Créé en 1966 par un groupe de jeunes italiens, le Rapid-Montreux a toujours eu pour habitude de végéter en 4ème ligue. « Nous avions tout de même fait une saison en 2ème ligue en 1998, mais nous étions tout de suite retombés », rappelle Mario Gori avant d’ajouter : « Il y a une dizaine d’années, nous nous prenions des 9-0, nous perdions quasiment tous les matchs, puis Manu est arrivé… ». Emmanuel Zaccaria, plus connu sous le nom de « Manu », est l’entraîneur à succès de Rapid. Il vit déjà sa neuvième saison à la tête de l’équipe, alors qu’il a tout juste passé la trentaine. « Son arrivée a apporté une nouvelle dynamique au club, nous lui devons beaucoup », assure le président Benjamin Moine.

Sur les dernières saisons, le club ne cesse de progresser, que ce soit au niveau de sa structure avec un mouvement juniors florissant, ou au niveau des résultats de sa 1ère équipe.
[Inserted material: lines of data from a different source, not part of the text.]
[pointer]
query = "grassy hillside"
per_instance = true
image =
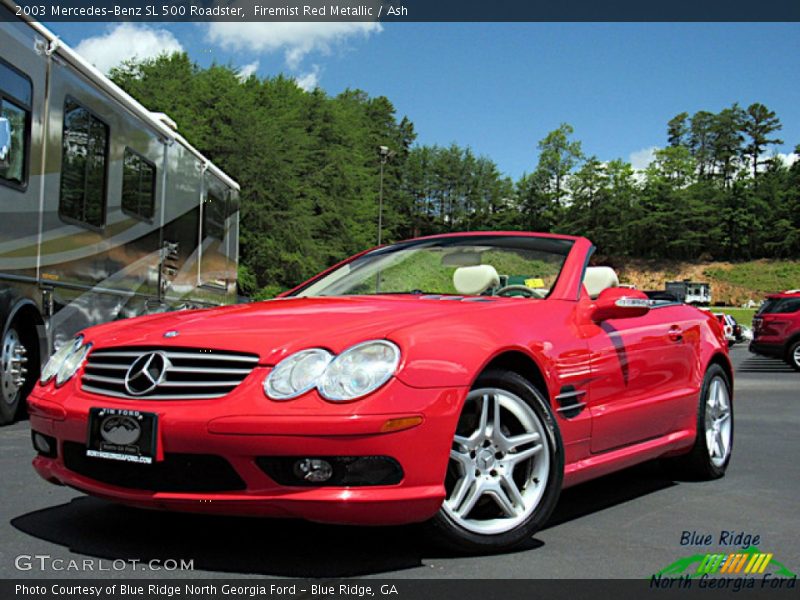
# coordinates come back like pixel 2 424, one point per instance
pixel 731 283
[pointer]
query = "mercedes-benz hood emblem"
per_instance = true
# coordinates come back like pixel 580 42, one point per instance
pixel 146 373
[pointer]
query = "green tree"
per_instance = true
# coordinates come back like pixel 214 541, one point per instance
pixel 759 123
pixel 558 155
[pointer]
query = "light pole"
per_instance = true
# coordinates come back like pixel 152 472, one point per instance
pixel 385 155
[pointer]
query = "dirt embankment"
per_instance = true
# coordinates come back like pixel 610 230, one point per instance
pixel 652 275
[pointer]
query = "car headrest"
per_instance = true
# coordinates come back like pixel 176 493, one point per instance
pixel 597 279
pixel 475 280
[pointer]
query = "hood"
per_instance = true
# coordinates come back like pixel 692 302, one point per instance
pixel 276 328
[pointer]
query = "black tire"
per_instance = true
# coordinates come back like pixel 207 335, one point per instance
pixel 12 403
pixel 793 355
pixel 447 530
pixel 698 463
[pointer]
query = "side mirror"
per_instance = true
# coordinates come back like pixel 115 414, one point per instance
pixel 620 303
pixel 5 142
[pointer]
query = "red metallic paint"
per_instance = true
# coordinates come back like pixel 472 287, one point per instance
pixel 641 375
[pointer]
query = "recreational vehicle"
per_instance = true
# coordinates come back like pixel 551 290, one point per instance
pixel 106 211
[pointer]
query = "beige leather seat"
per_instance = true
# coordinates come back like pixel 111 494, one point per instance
pixel 475 280
pixel 597 279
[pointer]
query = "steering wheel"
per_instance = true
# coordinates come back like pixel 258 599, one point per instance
pixel 519 288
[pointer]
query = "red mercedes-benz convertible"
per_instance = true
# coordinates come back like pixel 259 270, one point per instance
pixel 458 379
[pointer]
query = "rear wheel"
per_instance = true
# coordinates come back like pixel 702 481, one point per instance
pixel 506 467
pixel 711 453
pixel 793 356
pixel 15 379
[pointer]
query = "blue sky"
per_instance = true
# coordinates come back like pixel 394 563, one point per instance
pixel 500 87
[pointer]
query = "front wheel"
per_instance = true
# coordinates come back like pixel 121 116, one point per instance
pixel 506 467
pixel 793 356
pixel 711 453
pixel 15 378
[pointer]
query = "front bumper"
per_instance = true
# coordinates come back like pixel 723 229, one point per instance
pixel 766 349
pixel 244 426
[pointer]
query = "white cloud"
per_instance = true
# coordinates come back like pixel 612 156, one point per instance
pixel 248 70
pixel 295 39
pixel 127 41
pixel 308 81
pixel 642 158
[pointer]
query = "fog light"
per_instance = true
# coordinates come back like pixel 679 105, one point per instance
pixel 341 471
pixel 314 470
pixel 44 445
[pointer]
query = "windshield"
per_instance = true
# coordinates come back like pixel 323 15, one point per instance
pixel 779 305
pixel 479 265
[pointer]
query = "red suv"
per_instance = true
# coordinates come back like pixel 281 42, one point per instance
pixel 776 328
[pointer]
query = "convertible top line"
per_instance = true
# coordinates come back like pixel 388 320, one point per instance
pixel 459 379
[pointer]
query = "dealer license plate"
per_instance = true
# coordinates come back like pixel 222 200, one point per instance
pixel 121 434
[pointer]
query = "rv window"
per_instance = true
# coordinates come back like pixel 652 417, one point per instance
pixel 15 123
pixel 214 217
pixel 83 167
pixel 138 185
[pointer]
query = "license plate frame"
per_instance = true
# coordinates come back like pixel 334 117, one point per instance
pixel 122 434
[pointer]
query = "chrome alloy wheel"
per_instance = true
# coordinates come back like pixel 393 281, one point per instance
pixel 13 360
pixel 499 463
pixel 718 422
Après une première saison délicate en 2ème ligue, il y a deux ans, Rapid s’est hissé dans la première moitié de tableau la saison dernière, terminant même devant le grand rival Montreux-Sports. L’apothéose a été atteinte cet automne avec une première place glanée à la trêve, honorifique mais tellement significative. « Nous ne nous attendions pas à finir si haut, avoue le président. Néanmoins, nous avions l’objectif de faire mieux que l’année précédente. Manu a parfaitement renforcé l’équipe et la mayonnaise a pris ».
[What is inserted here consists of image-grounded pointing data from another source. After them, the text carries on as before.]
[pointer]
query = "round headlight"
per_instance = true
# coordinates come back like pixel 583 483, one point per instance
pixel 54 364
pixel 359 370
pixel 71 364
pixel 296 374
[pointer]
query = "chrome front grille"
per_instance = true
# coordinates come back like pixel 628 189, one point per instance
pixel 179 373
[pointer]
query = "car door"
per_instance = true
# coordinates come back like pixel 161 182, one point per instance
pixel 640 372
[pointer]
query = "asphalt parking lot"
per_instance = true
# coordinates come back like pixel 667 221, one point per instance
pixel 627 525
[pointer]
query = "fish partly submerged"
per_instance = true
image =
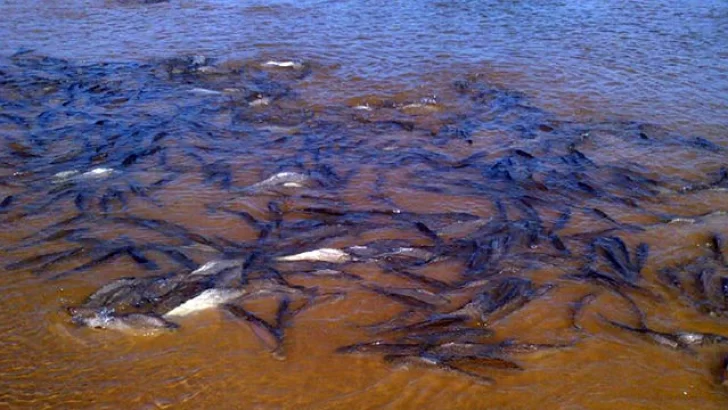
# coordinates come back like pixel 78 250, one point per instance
pixel 148 305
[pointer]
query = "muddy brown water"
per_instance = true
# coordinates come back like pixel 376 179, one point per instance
pixel 637 89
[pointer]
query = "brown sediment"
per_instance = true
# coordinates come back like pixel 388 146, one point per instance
pixel 442 220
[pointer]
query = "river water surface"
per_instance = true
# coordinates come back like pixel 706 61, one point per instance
pixel 510 139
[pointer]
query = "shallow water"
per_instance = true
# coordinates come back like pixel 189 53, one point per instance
pixel 540 77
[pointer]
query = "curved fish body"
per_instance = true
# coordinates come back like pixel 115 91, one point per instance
pixel 330 255
pixel 146 303
pixel 278 181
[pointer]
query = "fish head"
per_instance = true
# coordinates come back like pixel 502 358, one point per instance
pixel 90 317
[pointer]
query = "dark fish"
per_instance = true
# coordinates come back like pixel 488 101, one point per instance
pixel 427 281
pixel 493 304
pixel 111 255
pixel 577 309
pixel 142 260
pixel 562 220
pixel 604 215
pixel 267 334
pixel 462 335
pixel 6 202
pixel 616 253
pixel 427 232
pixel 419 298
pixel 80 201
pixel 716 245
pixel 558 243
pixel 173 254
pixel 641 255
pixel 405 360
pixel 44 261
pixel 678 341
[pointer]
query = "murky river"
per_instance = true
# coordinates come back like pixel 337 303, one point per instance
pixel 521 204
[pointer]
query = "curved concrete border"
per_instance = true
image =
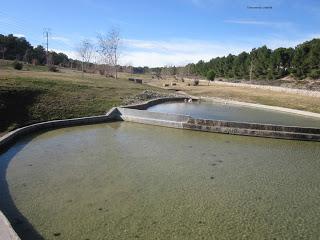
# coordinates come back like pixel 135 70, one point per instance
pixel 229 127
pixel 137 113
pixel 6 230
pixel 262 106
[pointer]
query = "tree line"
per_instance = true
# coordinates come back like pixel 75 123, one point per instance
pixel 264 64
pixel 18 48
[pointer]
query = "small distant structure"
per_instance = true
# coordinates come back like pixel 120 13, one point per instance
pixel 136 80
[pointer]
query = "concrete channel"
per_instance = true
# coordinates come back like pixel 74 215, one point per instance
pixel 138 114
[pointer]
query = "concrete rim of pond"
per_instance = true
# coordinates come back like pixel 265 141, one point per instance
pixel 137 113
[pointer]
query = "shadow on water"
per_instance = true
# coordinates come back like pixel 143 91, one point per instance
pixel 20 224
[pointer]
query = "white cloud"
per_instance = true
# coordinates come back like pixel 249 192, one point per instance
pixel 286 25
pixel 178 52
pixel 19 35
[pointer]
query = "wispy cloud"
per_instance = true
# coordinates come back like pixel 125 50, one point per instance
pixel 179 52
pixel 260 23
pixel 19 35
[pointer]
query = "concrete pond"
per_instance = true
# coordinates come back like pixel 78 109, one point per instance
pixel 120 179
pixel 123 180
pixel 232 112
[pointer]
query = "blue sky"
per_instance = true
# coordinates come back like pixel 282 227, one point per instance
pixel 167 32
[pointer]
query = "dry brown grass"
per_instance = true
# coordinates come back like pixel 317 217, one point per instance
pixel 247 94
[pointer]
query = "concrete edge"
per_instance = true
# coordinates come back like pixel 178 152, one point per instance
pixel 262 106
pixel 174 121
pixel 150 103
pixel 6 230
pixel 218 126
pixel 10 137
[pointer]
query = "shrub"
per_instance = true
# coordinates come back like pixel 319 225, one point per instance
pixel 17 65
pixel 315 74
pixel 53 68
pixel 211 74
pixel 195 82
pixel 102 71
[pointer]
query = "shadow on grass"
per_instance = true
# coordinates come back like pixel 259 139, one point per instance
pixel 20 224
pixel 14 105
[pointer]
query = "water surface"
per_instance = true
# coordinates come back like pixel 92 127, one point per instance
pixel 135 181
pixel 230 112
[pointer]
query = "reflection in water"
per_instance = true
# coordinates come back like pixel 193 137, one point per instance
pixel 127 181
pixel 231 112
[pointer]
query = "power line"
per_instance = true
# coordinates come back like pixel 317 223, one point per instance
pixel 46 34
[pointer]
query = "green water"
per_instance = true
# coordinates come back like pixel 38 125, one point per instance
pixel 134 181
pixel 230 112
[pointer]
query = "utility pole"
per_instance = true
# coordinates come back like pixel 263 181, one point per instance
pixel 46 34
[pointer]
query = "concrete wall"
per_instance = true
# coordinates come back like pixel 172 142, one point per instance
pixel 236 128
pixel 6 230
pixel 137 113
pixel 145 105
pixel 12 136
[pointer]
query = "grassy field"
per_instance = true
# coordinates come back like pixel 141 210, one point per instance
pixel 246 94
pixel 34 94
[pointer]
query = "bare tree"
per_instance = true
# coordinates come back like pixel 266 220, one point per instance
pixel 109 49
pixel 85 51
pixel 3 50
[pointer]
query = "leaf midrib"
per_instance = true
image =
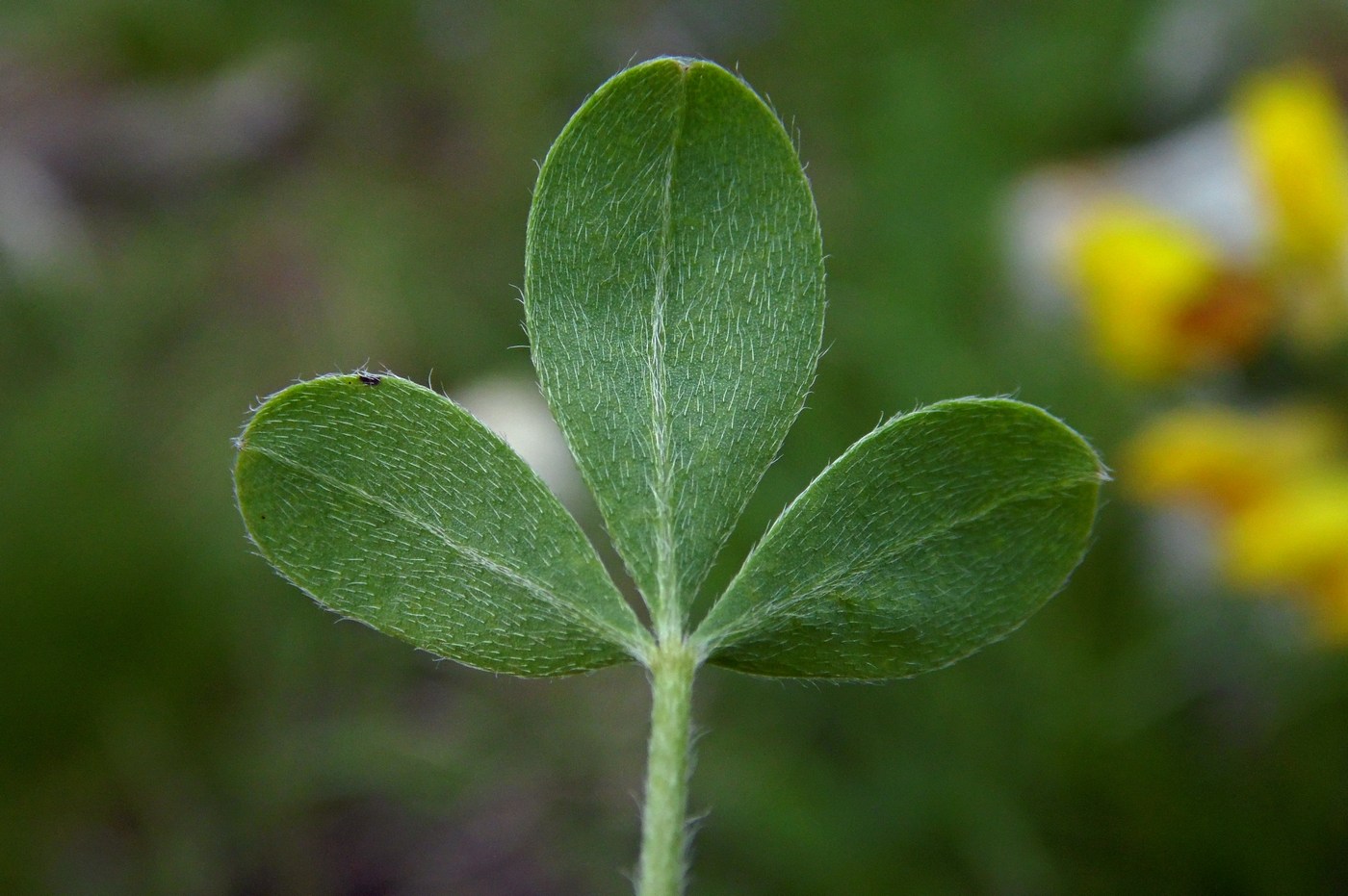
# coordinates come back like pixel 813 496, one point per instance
pixel 751 619
pixel 669 613
pixel 472 554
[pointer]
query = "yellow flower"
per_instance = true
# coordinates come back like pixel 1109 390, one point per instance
pixel 1158 296
pixel 1293 137
pixel 1224 460
pixel 1296 541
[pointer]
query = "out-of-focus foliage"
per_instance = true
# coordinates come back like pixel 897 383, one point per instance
pixel 199 201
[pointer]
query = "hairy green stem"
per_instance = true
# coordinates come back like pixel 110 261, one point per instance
pixel 663 815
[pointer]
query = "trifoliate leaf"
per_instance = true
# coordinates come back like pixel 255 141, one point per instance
pixel 932 536
pixel 390 504
pixel 674 293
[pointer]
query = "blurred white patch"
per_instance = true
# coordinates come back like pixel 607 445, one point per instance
pixel 1196 175
pixel 515 410
pixel 1189 50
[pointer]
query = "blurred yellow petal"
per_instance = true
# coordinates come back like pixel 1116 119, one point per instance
pixel 1297 535
pixel 1158 296
pixel 1296 541
pixel 1224 460
pixel 1293 135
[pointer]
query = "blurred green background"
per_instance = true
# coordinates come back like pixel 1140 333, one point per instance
pixel 204 201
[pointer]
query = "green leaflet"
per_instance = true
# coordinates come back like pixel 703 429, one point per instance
pixel 674 294
pixel 390 504
pixel 932 536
Rapid-Montreux compte une longueur d’avance sur le Racing Club Lausanne et Bosna Yverdon dans le groupe 2 de 2ème ligue. (Photo : Alain Schmitz)

Dans le même temps, Montreux-Sports se bat pour sa survie dans la catégorie. Une passation de pouvoir qui ne se retrouve pas que dans les résultats : « Avant, c’est toujours Montreux-Sports qui recrutait les meilleurs joueurs de Rapid, mais aujourd’hui la tendance s’est inversée », explique Mario Gori. « Nous sommes enfin pris au sérieux en tant que club, poursuit Benjamin Moine. Avant, Rapid n’était qu’une simple équipe, mais dorénavant, c’est un club solide et structuré ».

Ne pas brûler les étapes

Avec cette première place au classement, la 2ème ligue inter est évidemment devenue un sujet brûlant, mais elle n’en demeure pas une obsession. « L’important est de construire des bases solides pour le futur, assure Benjamin Moine. Nous allons encore renforcer le mouvement junior, puis à terme, nous espérons ainsi alimenter les actifs. Nous avons d’ailleurs créé une 2ème équipe qui joue les premiers rôles en 4ème ligue. Après, si l’équipe fait le travail et obtient sa promotion, on fera tout pour pouvoir évoluer un échelon plus haut ».
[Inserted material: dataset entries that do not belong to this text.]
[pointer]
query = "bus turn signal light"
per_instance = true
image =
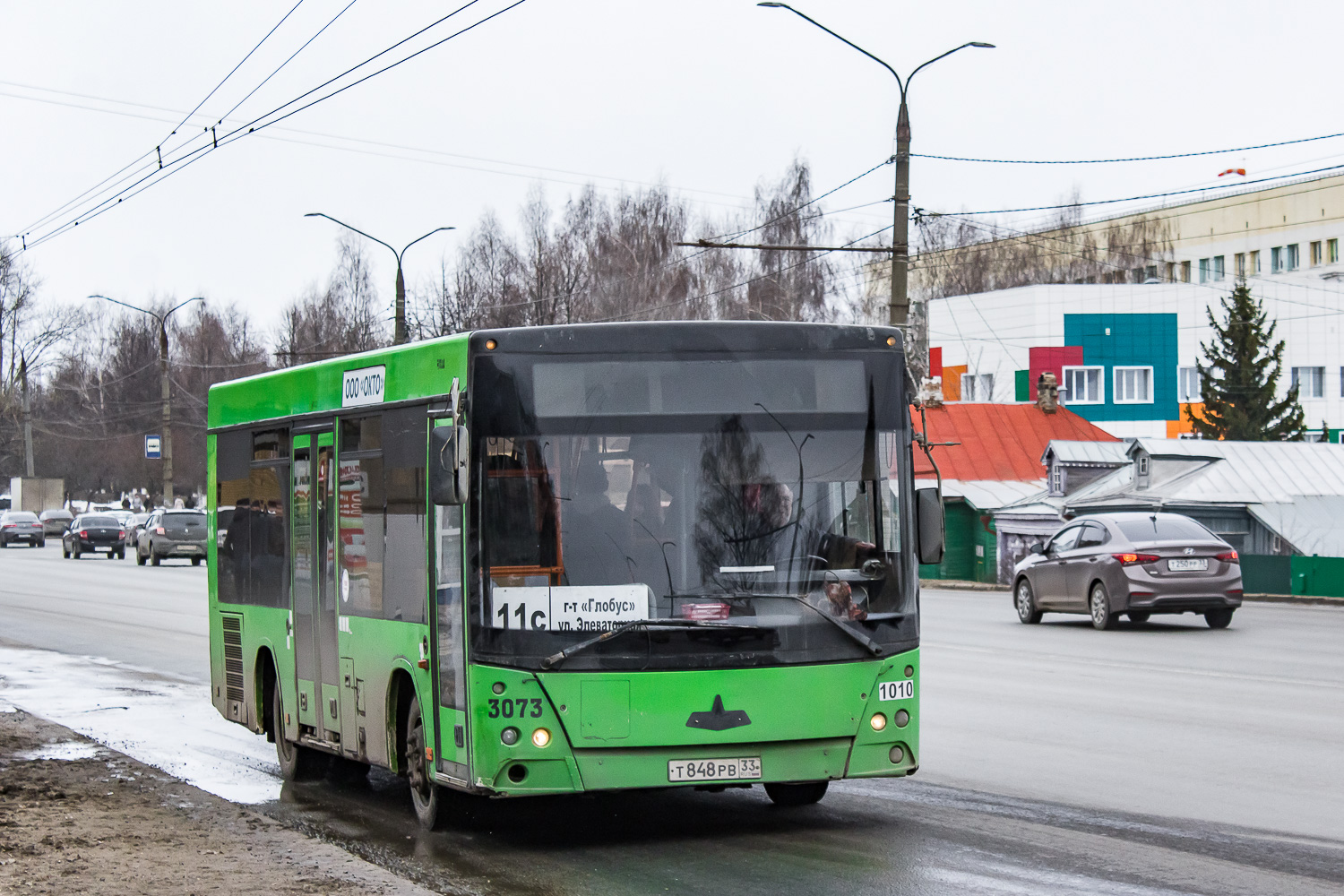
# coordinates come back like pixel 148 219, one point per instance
pixel 1132 559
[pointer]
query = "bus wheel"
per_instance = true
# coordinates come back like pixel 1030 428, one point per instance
pixel 803 794
pixel 296 762
pixel 425 793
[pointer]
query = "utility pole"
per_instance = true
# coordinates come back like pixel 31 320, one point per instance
pixel 900 311
pixel 27 418
pixel 164 386
pixel 400 335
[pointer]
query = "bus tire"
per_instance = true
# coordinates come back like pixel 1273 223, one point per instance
pixel 425 793
pixel 296 762
pixel 798 794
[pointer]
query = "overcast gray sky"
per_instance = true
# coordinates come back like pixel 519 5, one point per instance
pixel 707 96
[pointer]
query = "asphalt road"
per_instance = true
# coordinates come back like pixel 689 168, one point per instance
pixel 1056 759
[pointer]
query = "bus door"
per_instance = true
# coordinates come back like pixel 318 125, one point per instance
pixel 449 618
pixel 316 662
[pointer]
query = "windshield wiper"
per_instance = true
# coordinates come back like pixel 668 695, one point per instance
pixel 556 659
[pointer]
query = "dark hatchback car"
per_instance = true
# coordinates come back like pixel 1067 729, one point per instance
pixel 56 521
pixel 172 533
pixel 21 527
pixel 94 533
pixel 1129 563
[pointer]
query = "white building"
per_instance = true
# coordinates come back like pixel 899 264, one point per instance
pixel 1125 352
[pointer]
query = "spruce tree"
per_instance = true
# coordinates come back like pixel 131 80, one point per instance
pixel 1241 379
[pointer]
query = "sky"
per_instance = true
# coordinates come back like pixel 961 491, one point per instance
pixel 709 97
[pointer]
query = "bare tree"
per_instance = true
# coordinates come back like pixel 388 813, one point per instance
pixel 344 317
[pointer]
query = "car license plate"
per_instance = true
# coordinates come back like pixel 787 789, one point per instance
pixel 1187 565
pixel 738 769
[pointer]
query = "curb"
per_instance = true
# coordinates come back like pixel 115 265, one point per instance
pixel 1295 598
pixel 961 584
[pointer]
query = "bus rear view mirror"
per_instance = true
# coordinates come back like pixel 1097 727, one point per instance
pixel 448 465
pixel 929 519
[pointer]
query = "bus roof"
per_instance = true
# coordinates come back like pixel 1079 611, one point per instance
pixel 416 370
pixel 426 370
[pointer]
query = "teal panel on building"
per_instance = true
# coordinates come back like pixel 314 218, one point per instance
pixel 1128 340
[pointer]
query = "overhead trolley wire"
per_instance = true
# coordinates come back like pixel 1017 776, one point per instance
pixel 260 123
pixel 287 62
pixel 1109 161
pixel 187 117
pixel 156 151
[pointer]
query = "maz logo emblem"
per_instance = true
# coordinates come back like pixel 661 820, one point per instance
pixel 718 718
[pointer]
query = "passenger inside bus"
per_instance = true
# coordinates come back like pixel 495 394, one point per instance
pixel 596 535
Cela ne dépendra évidemment pas uniquement du sportif, puisque l’aspect économique est crucial pour évoluer en 2ème ligue inter, avec notamment de nombreux déplacements prévus à l’autre bout du lac. « Si nous souhaitons monter, nous devrons trouver de plus gros partenaires en comptant notamment davantage sur l’aide des acteurs économiques de la région », explique le président. Actuellement, Rapid doit son salut à un président généreux, et à une forte activité locale. « Nous sommes présents à la plupart des manifestations organisées ici à Montreux. Nous étions à la cabane des bûcherons, nous serons au loto, dès qu’il y a quelque chose, nous y participons ».

L’équipe en fête après la victoire 3-1 contre Vevey II, lors du dernier match du premier tour. (Photo: Alain Schmitz)

Même si la première équipe venait à monter, Benjamin Moine et Mario Gori ne changeront en aucun cas ce qui à leurs yeux représente la plus grande richesse de Rapid : la camaraderie. « Avoir une bonne équipe, c’est génial, mais avoir une équipe de copains est selon nous primordial. On a renforcé l’équipe notamment lorsque nous sommes montés en 2ème ligue, mais nous avons fait attention à préserver cette ambiance de potes ». Les Montreusiens étaient d’ailleurs à Malaga le week-end dernier pour leur traditionnel voyage d’équipe avant de reprendre les choses sérieuses et d’entamer le gros de leur préparation.

Les six prochains mois seront cruciaux concernant la suprématie de la ville de Montreux. Rapid-Montreux pourrait frapper un grand coup en cas de promotion, alors que l’historique Montreux-Sports pourrait lui se retrouver deux ligues en-dessous, dans le pire des scénarios. Nul doute que ce second tour sera palpitant et que la date du dimanche 2 juin est déjà inscrite dans tous les agendas avec un derby retour qui pourrait se révéler décisif.